I took these pictures of American mistletoe in November 2003 at Bombay Hook National Wildlife Refuge here in Delaware (mid-Atlantic U.S.) The host plant is a red maple (Acer rubrum), I think. This is my first post here, but I've been enjoying the Botany Photo of the Day for a long time.
Anyone cute come along while you were standing near it? If so, hopefully you were able to dart underneath it in time.
No, there was nobody under it but me. The tree was growing in shallow water (it seems that mistletoe grows lower in such trees) so they would have had to get their feet wet to be there. I wanted the pictures enough to get wet for them!
Well, if they had come along, that would've shown a similar level of dedication as yours. All the more promising.

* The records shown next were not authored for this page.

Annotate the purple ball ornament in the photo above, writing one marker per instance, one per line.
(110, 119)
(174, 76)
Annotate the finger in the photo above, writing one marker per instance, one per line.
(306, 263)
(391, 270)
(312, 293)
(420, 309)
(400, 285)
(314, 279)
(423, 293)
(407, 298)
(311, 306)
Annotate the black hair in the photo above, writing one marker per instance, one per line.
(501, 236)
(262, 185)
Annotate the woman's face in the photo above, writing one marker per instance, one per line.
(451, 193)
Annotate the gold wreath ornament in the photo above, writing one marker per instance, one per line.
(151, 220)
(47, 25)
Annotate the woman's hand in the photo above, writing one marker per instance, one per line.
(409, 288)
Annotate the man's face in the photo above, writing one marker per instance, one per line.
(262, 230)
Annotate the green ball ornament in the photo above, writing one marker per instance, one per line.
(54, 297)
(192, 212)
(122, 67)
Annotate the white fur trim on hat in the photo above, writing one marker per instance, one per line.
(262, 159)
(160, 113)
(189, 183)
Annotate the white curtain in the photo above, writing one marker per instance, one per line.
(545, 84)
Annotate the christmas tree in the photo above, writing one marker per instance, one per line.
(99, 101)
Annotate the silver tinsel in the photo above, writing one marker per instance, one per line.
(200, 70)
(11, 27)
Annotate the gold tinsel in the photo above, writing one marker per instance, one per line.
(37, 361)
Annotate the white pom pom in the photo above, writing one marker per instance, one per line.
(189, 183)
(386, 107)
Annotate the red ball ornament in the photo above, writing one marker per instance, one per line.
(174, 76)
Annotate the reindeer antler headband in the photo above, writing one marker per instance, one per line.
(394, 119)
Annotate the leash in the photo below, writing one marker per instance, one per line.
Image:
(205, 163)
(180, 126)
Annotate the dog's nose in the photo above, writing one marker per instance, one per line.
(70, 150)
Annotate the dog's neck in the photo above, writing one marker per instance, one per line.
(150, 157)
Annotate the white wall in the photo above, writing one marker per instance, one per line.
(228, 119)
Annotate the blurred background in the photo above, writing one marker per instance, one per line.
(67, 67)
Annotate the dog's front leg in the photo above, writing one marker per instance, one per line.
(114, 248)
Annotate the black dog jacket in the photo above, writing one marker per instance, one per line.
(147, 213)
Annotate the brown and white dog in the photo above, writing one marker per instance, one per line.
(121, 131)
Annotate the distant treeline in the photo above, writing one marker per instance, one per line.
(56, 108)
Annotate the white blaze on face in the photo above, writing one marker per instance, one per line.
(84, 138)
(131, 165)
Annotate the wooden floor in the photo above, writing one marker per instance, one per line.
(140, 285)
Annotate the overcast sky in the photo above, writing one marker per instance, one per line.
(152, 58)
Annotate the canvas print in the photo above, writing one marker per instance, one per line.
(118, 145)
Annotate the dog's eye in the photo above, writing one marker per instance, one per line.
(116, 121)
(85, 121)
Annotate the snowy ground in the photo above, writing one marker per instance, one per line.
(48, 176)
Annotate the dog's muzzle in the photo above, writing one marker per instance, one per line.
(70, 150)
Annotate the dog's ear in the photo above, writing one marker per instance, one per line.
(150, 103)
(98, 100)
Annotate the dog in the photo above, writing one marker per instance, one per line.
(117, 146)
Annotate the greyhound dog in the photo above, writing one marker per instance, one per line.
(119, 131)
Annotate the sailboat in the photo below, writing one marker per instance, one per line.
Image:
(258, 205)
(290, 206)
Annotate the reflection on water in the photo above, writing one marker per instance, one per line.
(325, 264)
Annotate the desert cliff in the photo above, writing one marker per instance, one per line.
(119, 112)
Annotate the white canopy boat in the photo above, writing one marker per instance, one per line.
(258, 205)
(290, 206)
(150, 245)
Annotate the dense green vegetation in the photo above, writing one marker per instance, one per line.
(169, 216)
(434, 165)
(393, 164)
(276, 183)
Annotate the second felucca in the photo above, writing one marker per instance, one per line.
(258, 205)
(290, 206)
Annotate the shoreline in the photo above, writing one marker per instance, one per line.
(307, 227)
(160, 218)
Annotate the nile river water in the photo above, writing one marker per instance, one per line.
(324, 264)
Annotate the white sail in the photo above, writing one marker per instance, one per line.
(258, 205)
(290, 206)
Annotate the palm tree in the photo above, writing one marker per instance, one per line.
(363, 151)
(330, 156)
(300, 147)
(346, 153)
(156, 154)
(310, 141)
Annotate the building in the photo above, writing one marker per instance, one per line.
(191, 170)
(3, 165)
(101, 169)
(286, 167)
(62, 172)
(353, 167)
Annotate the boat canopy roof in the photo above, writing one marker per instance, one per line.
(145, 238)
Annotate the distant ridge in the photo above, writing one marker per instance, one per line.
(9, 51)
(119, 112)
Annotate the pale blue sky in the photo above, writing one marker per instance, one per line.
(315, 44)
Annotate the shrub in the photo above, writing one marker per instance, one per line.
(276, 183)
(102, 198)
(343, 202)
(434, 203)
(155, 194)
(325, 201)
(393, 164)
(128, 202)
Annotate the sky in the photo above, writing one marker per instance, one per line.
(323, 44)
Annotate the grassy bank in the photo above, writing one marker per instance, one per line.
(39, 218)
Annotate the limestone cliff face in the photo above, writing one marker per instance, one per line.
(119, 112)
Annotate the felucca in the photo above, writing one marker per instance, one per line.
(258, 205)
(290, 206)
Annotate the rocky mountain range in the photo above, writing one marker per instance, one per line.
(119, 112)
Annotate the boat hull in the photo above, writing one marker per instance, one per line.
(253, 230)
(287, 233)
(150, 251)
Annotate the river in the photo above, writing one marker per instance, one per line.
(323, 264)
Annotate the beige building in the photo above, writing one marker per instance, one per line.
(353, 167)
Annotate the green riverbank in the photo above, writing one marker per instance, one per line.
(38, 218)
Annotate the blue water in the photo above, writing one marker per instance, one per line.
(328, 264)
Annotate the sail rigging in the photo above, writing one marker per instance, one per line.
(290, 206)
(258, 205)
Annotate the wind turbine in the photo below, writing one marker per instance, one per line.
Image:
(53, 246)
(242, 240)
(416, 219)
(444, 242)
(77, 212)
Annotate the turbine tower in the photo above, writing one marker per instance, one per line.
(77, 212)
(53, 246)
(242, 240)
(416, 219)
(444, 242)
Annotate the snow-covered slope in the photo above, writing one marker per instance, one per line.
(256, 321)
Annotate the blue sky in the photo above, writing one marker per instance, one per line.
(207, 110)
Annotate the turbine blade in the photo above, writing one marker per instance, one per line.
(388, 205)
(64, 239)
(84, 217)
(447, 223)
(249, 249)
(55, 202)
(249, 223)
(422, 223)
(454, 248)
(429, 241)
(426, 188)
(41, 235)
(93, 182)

Around here we have Arceuthobium on some hemlocks. It deforms the branches, making a swelling and branchlet proliferation where it has rooted into the branch. (Parasites are sure creepy, aren't they?). If you can get up to where you can see the top side of a branch so dis-organized there are tiny tufts of dwarf mistletoe sticking out of the top. Eventually I noticed a tree right down the street was infested. I could see the dwarf mistletoe from the road. That hemlock is gone now. I've seen quantities of Phoradendron on oaks in California, but those up here are spared this indignity.